Soon they were joined by their families and moved into city centres that car-owning “autochtones” had abandoned. Superdiversity, the series concluded, is Flanders’ irreversible fate.

This is a long way from “the story of the historical and cultural development of Flanders as a European nation” which the Flemish government might have hoped to get. What is positive and reassuring about this distance is that it shows that the generous funding did not interfere with the autonomy of the journalists or the integrity of the historians involved.

But should the distance not have been somewhat smaller? Once a territorially defined community is given significant political powers, it is no doubt salutary that its citizens should be given the historical knowledge that enables them to make more sense of the vestiges of a more or less remote past that surround them, from street names to industrial ruins. But it is just as important for them to understand how and why history turned them into a political community.

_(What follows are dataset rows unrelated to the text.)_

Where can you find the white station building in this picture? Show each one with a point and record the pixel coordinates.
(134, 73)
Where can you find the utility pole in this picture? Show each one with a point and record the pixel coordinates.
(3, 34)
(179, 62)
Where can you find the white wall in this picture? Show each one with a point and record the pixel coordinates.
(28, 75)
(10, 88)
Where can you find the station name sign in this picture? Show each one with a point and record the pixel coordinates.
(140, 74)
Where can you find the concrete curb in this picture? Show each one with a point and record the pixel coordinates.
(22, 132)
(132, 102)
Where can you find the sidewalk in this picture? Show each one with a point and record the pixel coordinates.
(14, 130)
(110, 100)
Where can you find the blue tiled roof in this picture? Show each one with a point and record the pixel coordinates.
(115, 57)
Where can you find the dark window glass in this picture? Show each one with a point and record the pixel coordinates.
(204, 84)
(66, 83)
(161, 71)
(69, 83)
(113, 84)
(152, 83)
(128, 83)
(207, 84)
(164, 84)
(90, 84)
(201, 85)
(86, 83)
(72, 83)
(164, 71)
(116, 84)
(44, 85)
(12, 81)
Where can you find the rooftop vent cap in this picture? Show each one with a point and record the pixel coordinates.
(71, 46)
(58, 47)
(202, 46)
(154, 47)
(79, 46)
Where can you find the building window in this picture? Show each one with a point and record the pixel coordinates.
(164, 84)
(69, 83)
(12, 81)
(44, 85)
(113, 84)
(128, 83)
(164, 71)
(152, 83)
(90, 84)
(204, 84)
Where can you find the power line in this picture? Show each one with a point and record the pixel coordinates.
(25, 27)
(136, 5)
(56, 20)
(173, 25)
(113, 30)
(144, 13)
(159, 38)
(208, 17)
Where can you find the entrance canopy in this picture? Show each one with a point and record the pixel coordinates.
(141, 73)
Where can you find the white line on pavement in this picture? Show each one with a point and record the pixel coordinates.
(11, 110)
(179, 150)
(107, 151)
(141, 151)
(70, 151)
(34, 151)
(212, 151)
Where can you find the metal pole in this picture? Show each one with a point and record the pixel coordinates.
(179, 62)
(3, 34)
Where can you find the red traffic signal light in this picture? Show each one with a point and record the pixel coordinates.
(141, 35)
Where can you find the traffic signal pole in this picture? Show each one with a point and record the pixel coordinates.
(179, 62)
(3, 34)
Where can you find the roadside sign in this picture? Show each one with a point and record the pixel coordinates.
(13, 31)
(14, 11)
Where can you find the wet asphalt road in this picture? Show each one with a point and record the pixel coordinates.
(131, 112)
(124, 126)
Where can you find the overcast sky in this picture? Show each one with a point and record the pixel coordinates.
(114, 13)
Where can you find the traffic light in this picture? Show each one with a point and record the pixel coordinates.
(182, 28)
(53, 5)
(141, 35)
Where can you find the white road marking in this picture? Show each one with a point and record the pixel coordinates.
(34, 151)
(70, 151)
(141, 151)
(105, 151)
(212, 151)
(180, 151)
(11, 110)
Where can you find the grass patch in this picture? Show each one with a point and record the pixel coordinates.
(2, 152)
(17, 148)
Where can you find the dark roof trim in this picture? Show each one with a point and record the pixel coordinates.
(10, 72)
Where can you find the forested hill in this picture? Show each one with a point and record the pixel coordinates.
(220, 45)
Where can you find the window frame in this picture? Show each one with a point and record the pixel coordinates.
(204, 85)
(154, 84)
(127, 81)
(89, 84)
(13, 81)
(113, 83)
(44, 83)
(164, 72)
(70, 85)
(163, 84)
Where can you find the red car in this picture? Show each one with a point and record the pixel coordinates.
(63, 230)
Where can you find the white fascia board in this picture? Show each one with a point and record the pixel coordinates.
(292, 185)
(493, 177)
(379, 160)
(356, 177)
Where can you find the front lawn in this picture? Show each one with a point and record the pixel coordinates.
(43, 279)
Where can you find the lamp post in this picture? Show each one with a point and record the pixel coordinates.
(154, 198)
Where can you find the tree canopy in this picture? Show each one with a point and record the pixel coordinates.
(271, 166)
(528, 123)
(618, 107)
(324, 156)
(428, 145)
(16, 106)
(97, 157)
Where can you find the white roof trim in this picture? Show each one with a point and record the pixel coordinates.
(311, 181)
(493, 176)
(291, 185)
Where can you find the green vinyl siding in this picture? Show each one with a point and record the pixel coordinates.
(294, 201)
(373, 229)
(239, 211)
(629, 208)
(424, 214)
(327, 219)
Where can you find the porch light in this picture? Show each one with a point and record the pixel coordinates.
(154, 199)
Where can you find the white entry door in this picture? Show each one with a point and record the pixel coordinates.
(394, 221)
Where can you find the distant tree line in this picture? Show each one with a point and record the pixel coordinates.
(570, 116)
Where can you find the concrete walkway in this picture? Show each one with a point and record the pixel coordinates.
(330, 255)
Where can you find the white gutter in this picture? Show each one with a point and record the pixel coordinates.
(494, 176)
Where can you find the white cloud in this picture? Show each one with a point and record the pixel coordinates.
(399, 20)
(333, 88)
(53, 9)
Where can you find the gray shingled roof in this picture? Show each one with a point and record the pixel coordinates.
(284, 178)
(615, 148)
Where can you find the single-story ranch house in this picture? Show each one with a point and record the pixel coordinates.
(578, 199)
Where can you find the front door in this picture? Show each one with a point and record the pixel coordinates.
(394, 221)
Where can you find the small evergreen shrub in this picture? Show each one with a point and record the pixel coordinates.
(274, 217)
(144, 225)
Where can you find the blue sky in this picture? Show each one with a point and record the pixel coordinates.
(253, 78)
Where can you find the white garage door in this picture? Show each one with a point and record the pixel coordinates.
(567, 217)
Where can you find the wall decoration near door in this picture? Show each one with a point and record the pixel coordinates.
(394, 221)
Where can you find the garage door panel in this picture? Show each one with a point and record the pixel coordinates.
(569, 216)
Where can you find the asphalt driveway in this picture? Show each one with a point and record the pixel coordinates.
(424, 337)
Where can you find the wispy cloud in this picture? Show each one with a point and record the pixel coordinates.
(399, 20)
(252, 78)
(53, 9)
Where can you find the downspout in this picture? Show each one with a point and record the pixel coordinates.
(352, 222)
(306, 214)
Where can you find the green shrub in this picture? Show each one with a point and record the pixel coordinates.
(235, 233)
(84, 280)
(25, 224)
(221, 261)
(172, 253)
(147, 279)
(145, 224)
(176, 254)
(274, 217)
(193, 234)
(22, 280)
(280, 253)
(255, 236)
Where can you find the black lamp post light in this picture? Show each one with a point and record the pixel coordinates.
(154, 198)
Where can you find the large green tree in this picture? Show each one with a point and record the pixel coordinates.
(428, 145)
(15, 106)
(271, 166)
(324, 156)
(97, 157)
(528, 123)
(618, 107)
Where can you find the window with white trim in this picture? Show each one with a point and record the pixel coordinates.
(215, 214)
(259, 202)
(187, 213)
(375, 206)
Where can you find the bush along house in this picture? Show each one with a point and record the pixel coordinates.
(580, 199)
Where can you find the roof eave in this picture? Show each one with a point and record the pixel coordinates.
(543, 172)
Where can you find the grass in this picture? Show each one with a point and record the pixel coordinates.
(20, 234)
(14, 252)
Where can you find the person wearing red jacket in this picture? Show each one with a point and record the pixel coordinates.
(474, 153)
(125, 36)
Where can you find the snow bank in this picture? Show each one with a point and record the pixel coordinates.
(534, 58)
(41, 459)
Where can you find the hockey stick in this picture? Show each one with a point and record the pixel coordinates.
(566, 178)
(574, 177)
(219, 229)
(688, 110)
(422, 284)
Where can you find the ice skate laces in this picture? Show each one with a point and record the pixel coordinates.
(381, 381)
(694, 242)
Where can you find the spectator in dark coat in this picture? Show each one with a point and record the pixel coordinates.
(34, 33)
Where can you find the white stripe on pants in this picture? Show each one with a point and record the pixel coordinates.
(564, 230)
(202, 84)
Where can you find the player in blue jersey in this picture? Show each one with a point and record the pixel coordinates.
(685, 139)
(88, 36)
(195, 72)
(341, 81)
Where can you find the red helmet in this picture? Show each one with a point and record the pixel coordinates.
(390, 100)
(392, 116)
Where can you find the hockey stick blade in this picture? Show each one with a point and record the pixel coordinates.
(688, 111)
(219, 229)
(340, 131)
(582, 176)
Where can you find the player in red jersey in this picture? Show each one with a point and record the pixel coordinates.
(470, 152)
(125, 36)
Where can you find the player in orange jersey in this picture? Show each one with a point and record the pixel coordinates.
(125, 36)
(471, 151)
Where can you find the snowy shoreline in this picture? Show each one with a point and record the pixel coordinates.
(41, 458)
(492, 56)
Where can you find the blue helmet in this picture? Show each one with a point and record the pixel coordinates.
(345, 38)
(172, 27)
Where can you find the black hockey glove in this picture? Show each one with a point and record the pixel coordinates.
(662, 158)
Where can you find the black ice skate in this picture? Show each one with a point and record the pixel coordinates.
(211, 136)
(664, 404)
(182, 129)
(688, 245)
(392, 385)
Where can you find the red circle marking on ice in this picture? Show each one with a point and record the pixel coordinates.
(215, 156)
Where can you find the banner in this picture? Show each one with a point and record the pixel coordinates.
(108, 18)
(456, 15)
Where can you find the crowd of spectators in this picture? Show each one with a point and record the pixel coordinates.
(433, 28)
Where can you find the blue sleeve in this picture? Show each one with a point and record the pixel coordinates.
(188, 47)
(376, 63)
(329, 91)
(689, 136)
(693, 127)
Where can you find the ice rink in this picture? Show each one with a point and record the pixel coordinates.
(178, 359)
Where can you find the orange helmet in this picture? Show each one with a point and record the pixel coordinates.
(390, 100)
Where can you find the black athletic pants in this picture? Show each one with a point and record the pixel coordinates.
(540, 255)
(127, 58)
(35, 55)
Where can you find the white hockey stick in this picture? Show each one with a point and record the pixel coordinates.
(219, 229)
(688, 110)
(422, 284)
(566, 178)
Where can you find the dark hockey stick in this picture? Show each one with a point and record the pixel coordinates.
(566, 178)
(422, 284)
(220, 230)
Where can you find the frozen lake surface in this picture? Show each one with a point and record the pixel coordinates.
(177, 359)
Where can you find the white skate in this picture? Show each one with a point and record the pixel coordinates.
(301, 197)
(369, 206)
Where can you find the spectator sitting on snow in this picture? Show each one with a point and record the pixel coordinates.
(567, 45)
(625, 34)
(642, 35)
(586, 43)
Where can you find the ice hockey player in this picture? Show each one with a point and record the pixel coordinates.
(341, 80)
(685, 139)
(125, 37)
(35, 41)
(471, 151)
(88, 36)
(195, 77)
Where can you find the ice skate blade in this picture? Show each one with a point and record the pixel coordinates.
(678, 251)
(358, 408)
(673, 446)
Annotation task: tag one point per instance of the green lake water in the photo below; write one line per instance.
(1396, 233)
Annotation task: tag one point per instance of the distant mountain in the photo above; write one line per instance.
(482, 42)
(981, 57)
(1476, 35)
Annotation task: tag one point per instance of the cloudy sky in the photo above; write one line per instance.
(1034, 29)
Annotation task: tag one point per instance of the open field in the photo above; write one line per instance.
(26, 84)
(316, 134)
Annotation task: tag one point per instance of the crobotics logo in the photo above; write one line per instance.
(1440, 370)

In the case of Flanders, this would include an account of the oppression of Flanders’ population by a Francophone bourgeoisie and state apparatus in the 19th century, the struggle for the gradual replacement of French by Dutch at all levels of education, the expulsion of my university (the Francophone UCLouvain) from the Flemish city of Leuven in 1968, the creation of the Flemish region in 1979, and the official transformation of Belgium into a federal state in 1994.

Inserting some of this in “Het verhaal van Vlaanderen” would legitimately have made the series and especially its final episode a bit more “the story of Flanders”, rather than just an overview of some of the things that took place in the territory that is now the Flemish region and that barely differ from what happened elsewhere in Western Europe.

Needless to say, what Flanders can legitimately do, the other components of our federal state can also legitimately do. As democratic communities with significant powers, the Walloon and Brussels regions should also endeavour to strengthen their respective identities by recovering and disseminating both the multi-secular history of their territories and the more recent history of how they became what they are today.

There is nothing problematic, let alone obnoxious, about such an enterprise, providing it steers clear of exclusive nationalism: our “peoples” should be conceived as both multi-layered (Belgium and the EU are also our political communities) and inclusive (many of us were born elsewhere).

What form could this enterprise take where Brusssels is concerned? An expensive TV series is of course not the only option. Within their limits, documentaries such a Luc Jabon’s Bruxelles-Brussel, une traversée urbaine can contribute. As can museums that have a historical dimension, such as the Museum of the City of Brussels (on the Grand-Place) or Foyer’s Migration Museum (in Molenbeek).

So can also historical notices next to public monuments, especially those that cause some embarrassment, such as the cathedral’s 16th century stained glass windows celebrating a pogrom or the statue of openly xenophobic mayor Roger Nols in Schaarbeek’s town hall.

Unavoidably, Brussels’ European destiny would need to be given a key role. In 2003, the residents’ committee in Brussels’ European Quarter suggested that the European Commission display a history of the neighbourhood since the middle ages on the glass fence surrounding the Schuman side of the newly renovated Berlaymont building. Permission was granted for a period of eight months. Twenty years later, it is still there.

Encouraged by this experience, Brussels’s public transport company STIB agreed in 2018 to host and fund a huge “frieze” in Schuman metro station. It explains how a combination of chance and necessity gradually turned Brussels into the unchallenged political capital of the European Union and turned the Schuman neighbourhood into its “European quarter”.

Such reconstructions need to respect carefully established historical truth. But they can and must also select ruthlessly among the trillions of events that make up a territory’s past in order to help citizens make better sense of the present and build together a better future. Het Verhaal van Vlaanderen did some of that for Flanders. It could have done more. In a wide variety of ways, we Brusselers must keep doing that for Brussels too.